Ask Slashdot: Getting a Grip On an Inherited IT Mess? 424
First time accepted submitter bushx writes "A little over a month ago, I assumed the position of programmer and sole IT personnel at a thriving e-commerce company. All the documentation I have is of my own creation, as I've spent most of my time reverse-engineering the systems in place just so I can understand how everything works together. Since I've started, I've done everything from network and phone upgrades to database maintenance with Perl, and thus far it's been immensely rewarding. But as I dig deeper, I notice the alarming number of band-aids applied by my predecessor, and it seems like the entire company's infrastructure is just a few problems away from a total meltdown. The big question now is, how do I, as a single person, effectively audit the network, servers, databases, backups, and formulate a long-term plan that can be implemented by one person?
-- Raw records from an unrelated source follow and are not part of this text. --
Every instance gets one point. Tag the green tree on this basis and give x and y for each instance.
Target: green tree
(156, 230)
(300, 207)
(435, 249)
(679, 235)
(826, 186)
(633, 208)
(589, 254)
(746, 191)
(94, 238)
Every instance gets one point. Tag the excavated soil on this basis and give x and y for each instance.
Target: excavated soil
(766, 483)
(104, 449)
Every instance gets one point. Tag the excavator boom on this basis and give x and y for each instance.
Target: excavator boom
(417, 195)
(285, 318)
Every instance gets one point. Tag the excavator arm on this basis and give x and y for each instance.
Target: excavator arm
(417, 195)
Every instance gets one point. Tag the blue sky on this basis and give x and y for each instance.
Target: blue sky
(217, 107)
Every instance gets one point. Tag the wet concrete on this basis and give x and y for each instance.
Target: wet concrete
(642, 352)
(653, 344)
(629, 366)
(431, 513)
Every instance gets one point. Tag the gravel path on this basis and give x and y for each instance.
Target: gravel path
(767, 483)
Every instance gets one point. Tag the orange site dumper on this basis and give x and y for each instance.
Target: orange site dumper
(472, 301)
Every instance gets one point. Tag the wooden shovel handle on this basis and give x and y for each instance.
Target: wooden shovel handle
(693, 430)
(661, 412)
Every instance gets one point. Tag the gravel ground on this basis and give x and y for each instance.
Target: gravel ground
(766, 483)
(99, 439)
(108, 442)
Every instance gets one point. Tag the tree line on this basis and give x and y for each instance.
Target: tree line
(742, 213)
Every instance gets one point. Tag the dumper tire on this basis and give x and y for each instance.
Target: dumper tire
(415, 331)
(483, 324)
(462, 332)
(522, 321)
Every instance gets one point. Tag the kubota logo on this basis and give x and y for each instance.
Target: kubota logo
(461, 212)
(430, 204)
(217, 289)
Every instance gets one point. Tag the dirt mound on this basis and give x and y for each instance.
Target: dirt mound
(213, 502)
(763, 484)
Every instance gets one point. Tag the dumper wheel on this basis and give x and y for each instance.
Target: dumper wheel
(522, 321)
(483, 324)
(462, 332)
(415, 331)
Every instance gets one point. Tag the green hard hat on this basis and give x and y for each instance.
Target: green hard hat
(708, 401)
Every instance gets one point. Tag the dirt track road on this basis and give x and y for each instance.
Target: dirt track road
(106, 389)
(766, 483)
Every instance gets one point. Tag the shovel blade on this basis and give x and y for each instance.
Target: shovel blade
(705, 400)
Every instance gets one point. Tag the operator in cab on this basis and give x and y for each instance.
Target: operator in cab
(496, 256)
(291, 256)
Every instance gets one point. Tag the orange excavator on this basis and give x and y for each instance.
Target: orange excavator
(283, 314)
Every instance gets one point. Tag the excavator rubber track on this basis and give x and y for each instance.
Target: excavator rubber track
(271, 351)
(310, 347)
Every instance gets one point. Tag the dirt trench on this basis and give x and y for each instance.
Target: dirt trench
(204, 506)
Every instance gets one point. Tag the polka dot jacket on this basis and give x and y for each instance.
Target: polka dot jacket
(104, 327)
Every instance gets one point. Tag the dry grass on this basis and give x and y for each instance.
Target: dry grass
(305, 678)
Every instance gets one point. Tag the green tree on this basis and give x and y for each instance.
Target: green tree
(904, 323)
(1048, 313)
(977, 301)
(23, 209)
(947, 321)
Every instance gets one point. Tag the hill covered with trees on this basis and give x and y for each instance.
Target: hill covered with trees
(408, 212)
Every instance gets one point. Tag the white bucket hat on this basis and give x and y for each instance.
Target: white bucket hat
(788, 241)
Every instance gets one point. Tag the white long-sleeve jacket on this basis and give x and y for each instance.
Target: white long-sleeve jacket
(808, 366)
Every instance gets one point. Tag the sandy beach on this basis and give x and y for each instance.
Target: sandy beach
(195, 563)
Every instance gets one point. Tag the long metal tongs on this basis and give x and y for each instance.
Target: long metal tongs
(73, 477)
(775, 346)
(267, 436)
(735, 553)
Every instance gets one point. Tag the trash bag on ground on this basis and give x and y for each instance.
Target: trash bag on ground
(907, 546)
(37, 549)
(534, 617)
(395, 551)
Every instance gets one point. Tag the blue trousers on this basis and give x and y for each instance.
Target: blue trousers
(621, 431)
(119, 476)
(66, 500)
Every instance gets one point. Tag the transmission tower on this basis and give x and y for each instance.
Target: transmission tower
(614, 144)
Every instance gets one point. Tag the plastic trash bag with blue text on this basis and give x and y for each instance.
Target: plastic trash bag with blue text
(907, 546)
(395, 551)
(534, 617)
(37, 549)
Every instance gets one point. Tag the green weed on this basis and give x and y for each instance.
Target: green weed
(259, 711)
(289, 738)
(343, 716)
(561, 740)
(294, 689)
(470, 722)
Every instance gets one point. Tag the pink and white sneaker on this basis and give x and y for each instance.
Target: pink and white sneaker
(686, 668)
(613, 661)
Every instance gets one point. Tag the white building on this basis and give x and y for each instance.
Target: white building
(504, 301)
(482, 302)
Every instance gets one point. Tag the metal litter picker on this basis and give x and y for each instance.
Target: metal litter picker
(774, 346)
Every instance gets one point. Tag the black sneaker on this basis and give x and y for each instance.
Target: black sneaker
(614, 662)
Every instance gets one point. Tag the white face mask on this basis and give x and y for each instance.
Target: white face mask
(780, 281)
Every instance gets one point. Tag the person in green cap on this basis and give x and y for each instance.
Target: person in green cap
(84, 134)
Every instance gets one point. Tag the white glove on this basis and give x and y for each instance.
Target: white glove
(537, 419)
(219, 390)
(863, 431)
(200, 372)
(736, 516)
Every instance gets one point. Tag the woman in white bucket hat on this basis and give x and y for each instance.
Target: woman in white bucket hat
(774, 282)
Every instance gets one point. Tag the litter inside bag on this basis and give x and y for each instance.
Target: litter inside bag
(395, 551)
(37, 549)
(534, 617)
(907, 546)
Is it possible? Where do I begin?"
methodically and late into the night (Score:5, Insightful)
Escalate (Score:5, Insightful)
Brief your management on the situation. Explain what condition things are in and what is needed to get them into a manageable state. Give them a list of projects / tasks that you have to deal with and get them to prioritize.
Get management buy in... (Score:5, Insightful)
You need to document it and get management to approve spending money.
I'll bet you $100.00 the band-aids are there because management refuses to spend money on Infrastructure and its' why it is a mess and the guy there beforehand has left.
99% of the time a hosed IT infrastructure is because management refused to spend any money so it had to be half assed.
this is a majorly funny story (Score:5, Insightful)
Facts:
1. The job has lasted for 1 month so far.
2. The e-commerce company is 'thriving' apparently'.
3. All of the systems have been "reverse engineered" in that 1 month.
4. All of the documents are written in that 1 month.
5. In 1 months there have been: network and phone upgrades and database maintenance with Perl and it all has been 'immensely rewarding'.
6. The entire infrastructure is 'a few problems away from a total meltdown'.
7. Single person IT operation to do everything.
Question: is this for real? What's the size of the company and what's the budget?
Re:Quit (Score:5, Insightful)
No!
This is actually the kind of career building stuff one should leap at. What would you rather say in an interview for your next job: ..
- I took this system that was falling apart and made it run like clockwork.. downtime and issue frequency went from "it's down again" to "been up all year"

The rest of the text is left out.